Authors: Elizabeth Adler
Hardwick had leaned back in his oversized leather chair behind his impressive rosewood desk in his lofty Manhattan offices, looking expectantly at him. Secretaries bustled in and out with papers for him to sign, which he did with barely a glance. Various assistants came to warn of his imminent lunch meeting at Four Seasons and to say that his tailor was on his way up with the new suits to be fitted, and that a woman with an impressive society name wished to talk to him. He wafted them
away with his big hand like so many annoying flies. “I’ll be there when I get there” was all he said, and the assistants rolled their eyes as they went to try to placate those kept waiting. He looked like a wild man in his rumpled suit, his thick gray hair standing on end, his flinty blue eyes under his grizzly, scowling brows, his pink complexion hinting of high blood pressure. He was impressive in his stature and his ugliness.
Montana’s raised eyebrows must have expressed his disbelief that Hardwick was actually listening to what he had to say, what with all the interruptions.

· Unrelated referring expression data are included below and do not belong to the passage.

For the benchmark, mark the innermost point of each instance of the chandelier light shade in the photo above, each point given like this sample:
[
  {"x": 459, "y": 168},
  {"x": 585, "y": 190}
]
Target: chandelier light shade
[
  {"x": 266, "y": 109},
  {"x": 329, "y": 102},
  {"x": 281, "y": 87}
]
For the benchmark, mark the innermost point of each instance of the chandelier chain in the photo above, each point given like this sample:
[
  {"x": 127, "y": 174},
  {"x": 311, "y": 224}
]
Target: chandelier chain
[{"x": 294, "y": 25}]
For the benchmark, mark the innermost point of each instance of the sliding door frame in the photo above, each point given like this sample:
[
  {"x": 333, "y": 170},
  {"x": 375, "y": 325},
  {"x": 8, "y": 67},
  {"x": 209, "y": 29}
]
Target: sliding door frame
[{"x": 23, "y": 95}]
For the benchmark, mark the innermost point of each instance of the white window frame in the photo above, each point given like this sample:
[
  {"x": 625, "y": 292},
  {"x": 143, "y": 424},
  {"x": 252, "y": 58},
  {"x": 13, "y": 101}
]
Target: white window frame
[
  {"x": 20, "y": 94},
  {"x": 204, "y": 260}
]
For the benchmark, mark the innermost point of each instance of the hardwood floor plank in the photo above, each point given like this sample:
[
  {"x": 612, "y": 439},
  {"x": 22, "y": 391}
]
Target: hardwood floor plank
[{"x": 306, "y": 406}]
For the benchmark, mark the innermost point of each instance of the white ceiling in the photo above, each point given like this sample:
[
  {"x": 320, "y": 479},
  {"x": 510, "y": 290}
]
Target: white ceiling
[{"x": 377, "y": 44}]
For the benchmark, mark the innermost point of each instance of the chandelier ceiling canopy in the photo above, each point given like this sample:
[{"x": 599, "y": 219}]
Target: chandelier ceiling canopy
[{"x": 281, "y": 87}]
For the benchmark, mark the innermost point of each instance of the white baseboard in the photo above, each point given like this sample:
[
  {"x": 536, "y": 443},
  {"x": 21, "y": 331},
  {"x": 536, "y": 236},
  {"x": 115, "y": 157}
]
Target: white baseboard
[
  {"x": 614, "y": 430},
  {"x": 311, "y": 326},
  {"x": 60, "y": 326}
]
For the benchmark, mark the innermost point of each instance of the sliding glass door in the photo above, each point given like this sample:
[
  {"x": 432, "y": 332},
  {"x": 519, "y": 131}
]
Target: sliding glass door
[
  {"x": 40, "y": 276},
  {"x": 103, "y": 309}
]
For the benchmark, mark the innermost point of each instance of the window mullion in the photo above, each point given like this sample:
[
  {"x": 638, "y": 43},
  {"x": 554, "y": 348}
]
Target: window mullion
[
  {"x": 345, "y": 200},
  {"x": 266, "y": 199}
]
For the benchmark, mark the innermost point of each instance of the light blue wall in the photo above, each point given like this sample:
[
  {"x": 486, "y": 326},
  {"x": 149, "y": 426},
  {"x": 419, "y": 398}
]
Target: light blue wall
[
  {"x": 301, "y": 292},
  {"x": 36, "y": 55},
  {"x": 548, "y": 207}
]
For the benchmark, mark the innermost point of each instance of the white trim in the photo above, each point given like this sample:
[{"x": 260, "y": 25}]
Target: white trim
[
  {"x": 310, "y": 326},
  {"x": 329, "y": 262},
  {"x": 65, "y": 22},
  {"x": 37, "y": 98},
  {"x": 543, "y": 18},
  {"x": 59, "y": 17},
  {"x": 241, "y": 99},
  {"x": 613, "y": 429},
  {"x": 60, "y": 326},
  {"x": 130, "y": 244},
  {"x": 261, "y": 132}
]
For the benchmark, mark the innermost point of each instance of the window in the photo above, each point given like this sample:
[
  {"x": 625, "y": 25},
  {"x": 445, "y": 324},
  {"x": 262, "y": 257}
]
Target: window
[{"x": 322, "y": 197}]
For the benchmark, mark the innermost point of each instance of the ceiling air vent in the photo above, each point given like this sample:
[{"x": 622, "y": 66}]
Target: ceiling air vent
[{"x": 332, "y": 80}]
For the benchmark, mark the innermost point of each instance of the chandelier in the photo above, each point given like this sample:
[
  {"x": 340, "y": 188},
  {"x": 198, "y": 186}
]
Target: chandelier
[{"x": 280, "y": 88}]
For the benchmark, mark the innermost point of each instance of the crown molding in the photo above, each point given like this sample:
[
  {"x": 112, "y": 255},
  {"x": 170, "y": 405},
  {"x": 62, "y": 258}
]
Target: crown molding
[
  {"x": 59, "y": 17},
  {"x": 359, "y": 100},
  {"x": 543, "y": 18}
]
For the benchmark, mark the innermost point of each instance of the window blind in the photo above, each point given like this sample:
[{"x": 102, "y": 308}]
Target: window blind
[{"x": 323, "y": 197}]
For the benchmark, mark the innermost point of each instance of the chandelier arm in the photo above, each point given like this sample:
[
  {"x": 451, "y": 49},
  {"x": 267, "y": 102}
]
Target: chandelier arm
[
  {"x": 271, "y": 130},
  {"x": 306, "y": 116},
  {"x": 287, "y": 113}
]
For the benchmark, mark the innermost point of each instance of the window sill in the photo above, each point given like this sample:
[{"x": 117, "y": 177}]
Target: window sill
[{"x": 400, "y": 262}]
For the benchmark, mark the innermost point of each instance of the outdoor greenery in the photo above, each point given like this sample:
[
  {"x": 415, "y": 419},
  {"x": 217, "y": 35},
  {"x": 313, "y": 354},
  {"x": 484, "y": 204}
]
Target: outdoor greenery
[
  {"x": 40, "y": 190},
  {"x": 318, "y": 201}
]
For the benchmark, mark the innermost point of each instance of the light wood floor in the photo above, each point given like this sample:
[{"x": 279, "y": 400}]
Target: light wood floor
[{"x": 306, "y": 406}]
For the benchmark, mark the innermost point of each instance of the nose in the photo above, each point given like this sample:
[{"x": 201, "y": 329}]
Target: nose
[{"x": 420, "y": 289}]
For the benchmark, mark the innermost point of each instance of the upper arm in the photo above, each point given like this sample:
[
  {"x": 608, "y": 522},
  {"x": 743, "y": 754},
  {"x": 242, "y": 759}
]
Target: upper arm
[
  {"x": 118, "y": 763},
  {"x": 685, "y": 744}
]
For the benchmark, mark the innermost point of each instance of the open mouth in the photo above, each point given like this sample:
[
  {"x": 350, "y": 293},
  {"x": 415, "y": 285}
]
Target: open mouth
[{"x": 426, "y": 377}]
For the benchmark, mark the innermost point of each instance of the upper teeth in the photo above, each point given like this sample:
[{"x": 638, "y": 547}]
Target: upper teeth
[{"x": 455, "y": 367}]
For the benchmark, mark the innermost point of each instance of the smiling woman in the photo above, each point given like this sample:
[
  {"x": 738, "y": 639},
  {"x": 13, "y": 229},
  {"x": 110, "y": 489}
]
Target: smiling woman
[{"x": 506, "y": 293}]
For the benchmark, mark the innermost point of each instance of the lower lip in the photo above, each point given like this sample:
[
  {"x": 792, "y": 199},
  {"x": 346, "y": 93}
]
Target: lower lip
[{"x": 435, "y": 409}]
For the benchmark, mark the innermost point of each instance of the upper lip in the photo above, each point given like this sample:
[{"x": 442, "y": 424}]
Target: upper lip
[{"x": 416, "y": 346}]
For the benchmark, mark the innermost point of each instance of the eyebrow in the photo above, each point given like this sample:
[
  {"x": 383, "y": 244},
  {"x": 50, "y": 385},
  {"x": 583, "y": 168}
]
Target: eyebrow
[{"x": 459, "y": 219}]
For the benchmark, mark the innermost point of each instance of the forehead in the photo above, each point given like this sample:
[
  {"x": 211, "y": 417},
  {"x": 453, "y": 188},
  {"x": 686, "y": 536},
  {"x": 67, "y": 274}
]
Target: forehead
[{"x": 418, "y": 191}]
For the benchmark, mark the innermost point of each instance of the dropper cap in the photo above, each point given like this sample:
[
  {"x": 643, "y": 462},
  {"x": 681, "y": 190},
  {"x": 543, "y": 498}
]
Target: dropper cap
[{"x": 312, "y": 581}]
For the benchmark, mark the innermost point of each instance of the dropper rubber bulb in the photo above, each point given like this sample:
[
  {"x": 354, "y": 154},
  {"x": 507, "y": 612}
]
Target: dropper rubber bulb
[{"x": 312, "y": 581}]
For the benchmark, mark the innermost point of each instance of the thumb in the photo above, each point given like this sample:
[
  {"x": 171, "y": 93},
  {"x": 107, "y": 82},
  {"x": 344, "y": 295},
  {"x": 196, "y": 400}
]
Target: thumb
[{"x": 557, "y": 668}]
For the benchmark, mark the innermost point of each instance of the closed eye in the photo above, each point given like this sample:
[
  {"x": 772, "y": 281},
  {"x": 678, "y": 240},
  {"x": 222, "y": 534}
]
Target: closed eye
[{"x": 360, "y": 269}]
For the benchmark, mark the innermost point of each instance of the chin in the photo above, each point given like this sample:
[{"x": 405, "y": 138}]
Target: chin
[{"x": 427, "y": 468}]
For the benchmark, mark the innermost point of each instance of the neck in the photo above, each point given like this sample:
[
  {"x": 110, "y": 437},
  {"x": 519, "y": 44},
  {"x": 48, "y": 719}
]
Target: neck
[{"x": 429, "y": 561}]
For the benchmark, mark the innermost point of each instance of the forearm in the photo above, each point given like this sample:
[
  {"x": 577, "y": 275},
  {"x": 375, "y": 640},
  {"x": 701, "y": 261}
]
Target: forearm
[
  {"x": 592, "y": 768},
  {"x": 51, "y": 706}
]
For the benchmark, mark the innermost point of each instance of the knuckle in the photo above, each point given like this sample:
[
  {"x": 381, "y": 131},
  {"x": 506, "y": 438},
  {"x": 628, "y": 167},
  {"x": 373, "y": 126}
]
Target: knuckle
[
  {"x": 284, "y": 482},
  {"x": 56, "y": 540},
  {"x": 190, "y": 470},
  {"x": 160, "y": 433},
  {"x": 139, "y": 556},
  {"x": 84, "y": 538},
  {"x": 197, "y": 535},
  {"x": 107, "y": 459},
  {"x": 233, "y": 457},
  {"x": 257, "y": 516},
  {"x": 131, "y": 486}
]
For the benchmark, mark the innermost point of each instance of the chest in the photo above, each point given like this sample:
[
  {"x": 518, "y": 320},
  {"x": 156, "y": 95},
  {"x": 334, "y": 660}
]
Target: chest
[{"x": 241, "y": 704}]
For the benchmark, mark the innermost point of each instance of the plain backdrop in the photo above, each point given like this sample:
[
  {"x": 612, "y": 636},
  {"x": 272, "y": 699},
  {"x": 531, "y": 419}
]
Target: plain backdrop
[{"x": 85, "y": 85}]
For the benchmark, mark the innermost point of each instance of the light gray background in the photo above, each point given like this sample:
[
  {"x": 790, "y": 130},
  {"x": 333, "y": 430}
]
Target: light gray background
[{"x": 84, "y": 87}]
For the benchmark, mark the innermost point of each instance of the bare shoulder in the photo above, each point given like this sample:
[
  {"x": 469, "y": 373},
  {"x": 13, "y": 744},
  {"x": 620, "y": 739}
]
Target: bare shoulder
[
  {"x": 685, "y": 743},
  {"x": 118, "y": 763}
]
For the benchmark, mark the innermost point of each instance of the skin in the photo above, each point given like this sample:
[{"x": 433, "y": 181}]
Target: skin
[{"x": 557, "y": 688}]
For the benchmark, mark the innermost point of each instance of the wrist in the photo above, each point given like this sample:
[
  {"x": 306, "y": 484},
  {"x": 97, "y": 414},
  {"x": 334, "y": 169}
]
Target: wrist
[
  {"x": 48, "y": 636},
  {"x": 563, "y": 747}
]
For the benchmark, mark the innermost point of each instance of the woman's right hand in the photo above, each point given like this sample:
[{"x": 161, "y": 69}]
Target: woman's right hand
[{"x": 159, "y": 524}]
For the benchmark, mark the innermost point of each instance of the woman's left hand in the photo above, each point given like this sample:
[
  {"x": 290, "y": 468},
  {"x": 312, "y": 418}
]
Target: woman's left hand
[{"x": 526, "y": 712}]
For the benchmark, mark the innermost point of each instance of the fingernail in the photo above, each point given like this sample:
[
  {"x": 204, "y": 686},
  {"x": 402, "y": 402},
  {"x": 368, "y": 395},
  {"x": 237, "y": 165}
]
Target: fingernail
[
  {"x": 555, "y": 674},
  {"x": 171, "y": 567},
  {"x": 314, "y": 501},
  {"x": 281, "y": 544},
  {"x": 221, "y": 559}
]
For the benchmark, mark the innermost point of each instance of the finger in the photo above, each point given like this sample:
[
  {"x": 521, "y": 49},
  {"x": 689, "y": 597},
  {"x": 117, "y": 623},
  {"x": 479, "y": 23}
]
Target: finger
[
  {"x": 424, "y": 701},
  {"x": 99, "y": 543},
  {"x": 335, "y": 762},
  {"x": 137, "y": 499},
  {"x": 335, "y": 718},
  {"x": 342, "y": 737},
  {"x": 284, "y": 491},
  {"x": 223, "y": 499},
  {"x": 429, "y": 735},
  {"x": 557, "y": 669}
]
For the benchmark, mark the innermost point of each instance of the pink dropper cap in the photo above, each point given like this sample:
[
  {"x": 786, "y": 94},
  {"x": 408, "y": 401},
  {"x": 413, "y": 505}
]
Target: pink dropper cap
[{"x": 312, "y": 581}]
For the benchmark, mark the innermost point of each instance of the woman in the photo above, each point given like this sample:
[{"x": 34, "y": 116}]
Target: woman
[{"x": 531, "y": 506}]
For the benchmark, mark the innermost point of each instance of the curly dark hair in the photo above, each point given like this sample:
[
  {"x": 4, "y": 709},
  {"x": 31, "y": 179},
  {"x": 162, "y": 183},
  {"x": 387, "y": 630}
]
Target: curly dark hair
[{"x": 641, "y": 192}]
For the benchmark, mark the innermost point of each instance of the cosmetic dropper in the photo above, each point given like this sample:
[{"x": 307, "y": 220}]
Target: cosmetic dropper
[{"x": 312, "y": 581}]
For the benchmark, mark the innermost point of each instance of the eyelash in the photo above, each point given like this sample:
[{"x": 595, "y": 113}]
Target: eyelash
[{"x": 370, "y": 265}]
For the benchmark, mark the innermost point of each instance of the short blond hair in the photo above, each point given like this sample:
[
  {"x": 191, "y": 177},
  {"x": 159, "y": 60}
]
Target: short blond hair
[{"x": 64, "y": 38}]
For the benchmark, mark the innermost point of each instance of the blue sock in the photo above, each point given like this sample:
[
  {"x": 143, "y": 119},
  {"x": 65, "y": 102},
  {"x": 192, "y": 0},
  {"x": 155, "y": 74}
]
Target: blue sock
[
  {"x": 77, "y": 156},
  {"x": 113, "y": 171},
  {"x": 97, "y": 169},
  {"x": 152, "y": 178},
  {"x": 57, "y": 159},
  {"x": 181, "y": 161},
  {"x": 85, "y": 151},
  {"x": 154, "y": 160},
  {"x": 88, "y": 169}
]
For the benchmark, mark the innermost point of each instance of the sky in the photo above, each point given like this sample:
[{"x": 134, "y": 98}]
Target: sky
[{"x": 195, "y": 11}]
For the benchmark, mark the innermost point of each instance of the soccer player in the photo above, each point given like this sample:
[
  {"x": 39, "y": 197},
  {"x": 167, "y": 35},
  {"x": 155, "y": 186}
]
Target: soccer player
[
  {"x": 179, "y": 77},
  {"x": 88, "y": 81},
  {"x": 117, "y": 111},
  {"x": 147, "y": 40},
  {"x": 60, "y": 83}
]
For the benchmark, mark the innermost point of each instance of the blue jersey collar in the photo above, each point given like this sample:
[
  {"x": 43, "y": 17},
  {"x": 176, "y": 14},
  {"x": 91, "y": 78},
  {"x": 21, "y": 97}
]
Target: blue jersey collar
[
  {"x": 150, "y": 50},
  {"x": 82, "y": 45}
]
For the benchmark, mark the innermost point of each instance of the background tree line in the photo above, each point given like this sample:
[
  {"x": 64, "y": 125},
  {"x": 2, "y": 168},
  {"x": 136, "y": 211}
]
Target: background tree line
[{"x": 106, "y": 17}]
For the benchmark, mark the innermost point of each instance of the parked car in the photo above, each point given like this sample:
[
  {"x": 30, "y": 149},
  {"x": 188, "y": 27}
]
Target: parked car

“Don’t worry, lad, I’m listening.” Hardwick leaned across his desk, taking him in fully for the first time.
Montana presented him with the truth about the job applicants, and his misgivings about the one who on paper sounded the best.
“I’m going on my gut instinct but I’m advising you not to take him on.”
“I like a chap with gut instinct. I’ve made my way to the top on exactly the same thing. You like it then, what you do? Detecting and snooping, all that stuff?”
“There’s more to my job than just investigating backgrounds of potential employees, or finding what rival international companies are up to and what their problems are. We’re also a security company. We ensure the safety of our clients.”
“Men like me, you mean?” Hardwick looked interested.
“Men like you, sir. Billionaires, royalty, celebrities.”
“You mean Hollywood stars?”
“Among others, yes.”
Hardwick twiddled a pen between his fingers, looking down
at his desk, thinking. “And how would a man know he’s in danger—from a stalker, let’s say?”
“It’s best to employ someone like me before you get to that stage.”
Still twiddling the pen, Hardwick sighed. “I couldn’t stand that, though, being guarded, my every move tracked. What kind of life is that anyhow? No, I’m a man who values his freedom. And, oddly enough, a man who values his solitude.” He gave Montana a long searching look. “A man like you, I’d guess.”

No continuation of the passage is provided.